I'M Footballer

I'M Footballer
Chptr 104.


__ADS_3

17 Juni 2018,


Sean dan Silva mendatangi kantor dari klub yang membeli nya ini.


Sean dan Silva datang hari untuk menandatangani kontrak sekalian melakukan tes kesehatan.


Dia akan di temani oleh Andreas Konrmayer sebagai ahli kebugaran untuk mengecek tes kesehatan Sean.
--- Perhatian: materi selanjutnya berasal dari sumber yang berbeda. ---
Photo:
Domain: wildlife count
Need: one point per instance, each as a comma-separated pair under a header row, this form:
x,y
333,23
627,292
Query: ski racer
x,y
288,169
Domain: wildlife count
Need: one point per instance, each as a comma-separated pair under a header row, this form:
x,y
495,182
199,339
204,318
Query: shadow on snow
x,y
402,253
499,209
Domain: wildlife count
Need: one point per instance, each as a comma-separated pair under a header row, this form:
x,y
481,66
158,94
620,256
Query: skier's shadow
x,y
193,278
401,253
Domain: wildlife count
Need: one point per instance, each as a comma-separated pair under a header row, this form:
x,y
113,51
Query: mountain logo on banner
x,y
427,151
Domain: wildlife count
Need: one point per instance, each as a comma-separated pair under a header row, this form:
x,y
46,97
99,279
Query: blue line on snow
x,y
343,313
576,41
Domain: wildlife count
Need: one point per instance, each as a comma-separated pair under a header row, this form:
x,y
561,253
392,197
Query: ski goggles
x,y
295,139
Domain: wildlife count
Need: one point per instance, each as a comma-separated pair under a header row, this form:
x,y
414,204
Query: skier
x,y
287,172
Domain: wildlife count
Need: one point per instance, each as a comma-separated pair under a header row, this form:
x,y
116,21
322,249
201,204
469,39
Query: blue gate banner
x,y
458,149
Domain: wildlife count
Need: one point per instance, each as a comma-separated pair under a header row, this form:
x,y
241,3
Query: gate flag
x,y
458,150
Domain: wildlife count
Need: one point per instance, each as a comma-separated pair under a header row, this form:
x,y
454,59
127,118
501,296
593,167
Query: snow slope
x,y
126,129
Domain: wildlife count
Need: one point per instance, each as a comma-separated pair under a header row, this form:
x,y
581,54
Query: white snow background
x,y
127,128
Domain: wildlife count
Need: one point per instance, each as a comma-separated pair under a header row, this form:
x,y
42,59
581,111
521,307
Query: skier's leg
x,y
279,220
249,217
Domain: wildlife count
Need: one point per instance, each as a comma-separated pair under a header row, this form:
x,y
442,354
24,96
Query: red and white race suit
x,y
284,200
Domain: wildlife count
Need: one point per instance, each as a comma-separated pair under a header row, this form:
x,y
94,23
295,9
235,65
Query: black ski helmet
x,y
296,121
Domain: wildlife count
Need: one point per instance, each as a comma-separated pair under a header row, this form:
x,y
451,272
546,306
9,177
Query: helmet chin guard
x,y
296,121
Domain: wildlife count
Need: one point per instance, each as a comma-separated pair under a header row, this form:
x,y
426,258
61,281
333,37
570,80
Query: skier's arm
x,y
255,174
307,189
Di dalam kantor yang sangat luas, dimana fasilitas juga sangat lengkap dan tak jauh ke tempat latihan akademi, tim utama dan yang lainnya.


Sean juga melihat semuanya, hanya saja tidak ada pemain satu pun karena berlibur juga adanya piala dunia.


Para pegawai ini masih bekerja karena pastinya jadwal yang sibuk karena piala dunia.


Jika piala dunia di gelar, itu akan menjadi waktu tersibuk, apalagi piala dunia kali ini bersamaan dengan liburan transfer musim panas.


Sean datang ke ruang kesehatan dan melakukan tes kesehatan.


Dia di suruh melakukan banyak gerakan oleh Andreas Konrmayer.


Pertama, Sean di tes untuk mengecek kadar lemak dalam tubuh.


Lalu tes kecepatan, kekuatan dan kebugaran aerobik.


Setelahnya pengujian stamina.


Untuk tes kecepatan, Sean melakukan tes sprint di atas 40 m dengan waktu split untuk 10 meter pertama.


Untuk tes kekuatan, Sean melakukan tes lompatan vertikal untuk mengetahui kekuatan dari kaki dan yang lainnya.


Untuk tes selanjutnya dimana tes kebugaran aerobik, dimana ini adalah hal terpenting karena di lihat apakah pemain bisa bertahan dalam intensitas tinggi atau tidak.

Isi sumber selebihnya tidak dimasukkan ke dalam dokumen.